How to write a good comment?
- Make it short
- Make it clear
- Start with a capital letter
- Are you seriously reading advice about how to use a tool (how to write comments) without discussing the goal of the tool?
Let's start from the top.
Comments are a tool for writing good code.
What is the goal of good code?
Disclaimer: I spent most of my career working on huge projects built by tens or hundreds of human years of programming (not counting QA). This means big teams programming, eating, debugging, and complaining about each other's "bad code" together. I believe my perspective applies to anybody working in a team. Still, your world might be different. You might be writing a POC or some throwaway script. But I'll assume you aren't.
Any noob programmer can deliver code that works. Sure, he'd have some bugs. Sure, you'd have less. But you'd both have some. And that's ok.
Delivering code that generally works is no big deal. Like delivering code that compiles is no big deal. I hope.

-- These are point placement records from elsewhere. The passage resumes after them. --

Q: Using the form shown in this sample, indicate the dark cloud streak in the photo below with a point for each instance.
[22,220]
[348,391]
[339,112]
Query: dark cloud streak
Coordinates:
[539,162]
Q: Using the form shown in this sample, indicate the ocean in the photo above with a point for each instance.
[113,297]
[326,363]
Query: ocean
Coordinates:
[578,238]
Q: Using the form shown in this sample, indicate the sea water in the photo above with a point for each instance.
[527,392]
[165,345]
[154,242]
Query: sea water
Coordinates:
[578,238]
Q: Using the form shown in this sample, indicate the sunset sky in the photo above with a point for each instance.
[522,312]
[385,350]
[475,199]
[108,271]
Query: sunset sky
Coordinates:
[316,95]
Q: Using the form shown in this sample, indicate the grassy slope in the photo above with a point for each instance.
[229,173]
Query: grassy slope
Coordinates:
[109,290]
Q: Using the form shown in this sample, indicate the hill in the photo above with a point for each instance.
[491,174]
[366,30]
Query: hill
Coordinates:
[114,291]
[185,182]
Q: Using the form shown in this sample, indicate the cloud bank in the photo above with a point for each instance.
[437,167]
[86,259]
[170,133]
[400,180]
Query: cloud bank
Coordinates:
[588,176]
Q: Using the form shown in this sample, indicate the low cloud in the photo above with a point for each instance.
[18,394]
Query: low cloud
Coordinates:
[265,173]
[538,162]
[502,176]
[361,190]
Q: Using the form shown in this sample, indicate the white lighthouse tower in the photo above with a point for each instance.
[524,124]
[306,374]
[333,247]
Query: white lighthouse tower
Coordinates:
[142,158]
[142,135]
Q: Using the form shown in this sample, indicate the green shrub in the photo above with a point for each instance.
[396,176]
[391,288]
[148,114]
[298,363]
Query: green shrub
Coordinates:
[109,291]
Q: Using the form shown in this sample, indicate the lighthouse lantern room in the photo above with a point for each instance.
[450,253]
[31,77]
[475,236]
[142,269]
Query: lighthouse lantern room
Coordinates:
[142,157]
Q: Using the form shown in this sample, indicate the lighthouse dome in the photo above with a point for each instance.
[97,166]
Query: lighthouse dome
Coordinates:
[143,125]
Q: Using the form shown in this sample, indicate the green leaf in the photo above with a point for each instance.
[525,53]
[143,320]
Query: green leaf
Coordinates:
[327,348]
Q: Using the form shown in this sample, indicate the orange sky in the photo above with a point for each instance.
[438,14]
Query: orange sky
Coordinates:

But what happens when somebody finds one of those bugs? Will it take him 2 minutes to fix it? Or 2 weeks? How much prior knowledge does she need to do it in the 2 minute option?
And what happens when somebody needs to add a feature to your code? A feature you didn't expect, and you couldn't expect, and it's totally not fair they expect you to cope with it, but still, will it take 2 minutes to add a new hook or will your code need to be totally rewritten to support this?
THAT is the challenge.
Making the code easily maintainable.
Easy debugging. Easy feature-adding. Easy enough for the intern to do, with not much prior knowledge or experience. Easy enough to do without studying the rest of the code.
And this is the goal of almost any "good code" practice I can think of.
Including comments. Comments are a great tool to make the code easily maintainable.